Pemerintah Indonesia, melalui Menteri Koordinator Bidang Politik, Hukum, dan Keamanan Mahfud MD, Kamis, menegaskan bahwa Indonesia tidak akan mencampuri kebijakan China dalam isu Uighur. Sejumlah negara Barat menuding China melakukan pelanggaran HAM lewat kebijakan memasukkan warga Uighur ke pusat-pusat detensi. Beijing menyatakan, mereka mendirikan pusat-pusat pelatihan dan pendidikan vokasi di Xinjiang guna mengatasi ekstremisme.
Menurut Dinna, Indonesia bisa berperan mencegah pendekatan unilateral dalam isu Uighur. Sebagai anggota Dewan Keamanan dan Dewan HAM Perserikatan Bangsa-Bangsa, Indonesia bisa mendorong pendekatan multilateral.
Menteri Luar Negeri RI Retno LP Marsudi mengatakan, Indonesia telah melakukan berbagai upaya soal Uighur. Dalam pertemuan dengan Menlu China Wang Yi di Madrid, Spanyol, pekan lalu, Retno menyinggung isu itu. Sejak 2018, Kemenlu RI telah beberapa kali memanggil Duta Besar China untuk Indonesia Xiao Qian terkait isu Uighur. Kamis lalu, Mahfud juga memanggil Dubes Xiao.
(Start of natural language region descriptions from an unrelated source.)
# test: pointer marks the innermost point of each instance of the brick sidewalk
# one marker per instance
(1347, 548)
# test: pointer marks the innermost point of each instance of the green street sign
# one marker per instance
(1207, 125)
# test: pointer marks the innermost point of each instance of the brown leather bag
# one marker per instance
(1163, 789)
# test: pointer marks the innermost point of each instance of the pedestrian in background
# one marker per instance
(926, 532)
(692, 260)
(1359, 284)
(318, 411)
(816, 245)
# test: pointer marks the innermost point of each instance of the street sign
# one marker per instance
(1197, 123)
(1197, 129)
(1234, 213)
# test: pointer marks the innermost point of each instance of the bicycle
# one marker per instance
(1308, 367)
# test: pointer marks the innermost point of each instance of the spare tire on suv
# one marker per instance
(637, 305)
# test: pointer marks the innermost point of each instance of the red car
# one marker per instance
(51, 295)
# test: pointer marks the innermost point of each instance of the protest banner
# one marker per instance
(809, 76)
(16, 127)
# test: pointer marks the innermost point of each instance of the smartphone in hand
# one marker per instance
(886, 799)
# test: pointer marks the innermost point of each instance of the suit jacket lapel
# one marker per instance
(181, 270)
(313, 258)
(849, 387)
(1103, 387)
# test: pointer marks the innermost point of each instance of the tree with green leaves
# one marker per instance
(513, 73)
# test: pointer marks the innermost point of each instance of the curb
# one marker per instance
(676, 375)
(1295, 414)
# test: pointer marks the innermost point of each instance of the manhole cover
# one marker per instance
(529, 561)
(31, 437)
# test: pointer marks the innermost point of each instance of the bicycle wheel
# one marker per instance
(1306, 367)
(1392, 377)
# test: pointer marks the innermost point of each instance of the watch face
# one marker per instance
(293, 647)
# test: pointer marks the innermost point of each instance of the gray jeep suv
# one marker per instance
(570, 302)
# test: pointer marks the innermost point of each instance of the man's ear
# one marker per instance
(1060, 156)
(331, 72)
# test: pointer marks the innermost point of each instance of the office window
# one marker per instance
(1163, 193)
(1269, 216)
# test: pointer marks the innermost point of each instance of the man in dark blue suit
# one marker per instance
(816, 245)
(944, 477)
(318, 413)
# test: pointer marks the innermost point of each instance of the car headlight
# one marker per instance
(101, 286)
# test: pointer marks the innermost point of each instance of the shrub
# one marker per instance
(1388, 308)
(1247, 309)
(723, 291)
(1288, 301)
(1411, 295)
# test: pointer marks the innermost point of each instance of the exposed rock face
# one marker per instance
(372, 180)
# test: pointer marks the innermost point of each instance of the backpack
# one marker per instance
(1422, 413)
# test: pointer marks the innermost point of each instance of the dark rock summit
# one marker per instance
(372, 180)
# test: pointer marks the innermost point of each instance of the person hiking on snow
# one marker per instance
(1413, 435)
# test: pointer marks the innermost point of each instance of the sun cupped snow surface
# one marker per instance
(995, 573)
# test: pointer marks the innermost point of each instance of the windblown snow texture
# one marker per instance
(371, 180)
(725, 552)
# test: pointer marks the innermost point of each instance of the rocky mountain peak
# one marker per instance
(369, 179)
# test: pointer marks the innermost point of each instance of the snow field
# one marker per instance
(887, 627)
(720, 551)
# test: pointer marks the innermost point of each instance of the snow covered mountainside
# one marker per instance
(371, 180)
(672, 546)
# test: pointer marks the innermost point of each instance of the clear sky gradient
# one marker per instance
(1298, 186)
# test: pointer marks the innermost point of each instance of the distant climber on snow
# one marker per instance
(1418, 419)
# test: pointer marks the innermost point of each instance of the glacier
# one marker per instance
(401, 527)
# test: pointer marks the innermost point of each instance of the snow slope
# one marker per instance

Dalam norma diplomatik, pemanggilan duta besar adalah salah satu cara protes keras.
Indonesia bisa mendorong pendekatan multilateral.
Sekretaris Umum Pimpinan Pusat Muhammadiyah Abdul Mu’ti menyebut Muhammadiyah sejak lama mendesak China terbuka soal Uighur. Muhammadiyah juga siap membantu mewujudkan perdamaian di Xinjiang, daerah tempat Uighur tinggal. Ia menyebut sejumlah negara berusaha menunggangi dan menjadikan isu itu sebagai senjata menghadapi China.
Jumat kemarin, massa dari sejumlah daerah berunjuk rasa di depan kantor Kedutaan Besar Republik Rakyat China di Jakarta. Mereka mendesak Pemerintah China menghentikan kebijakan represifnya terhadap warga Uighur.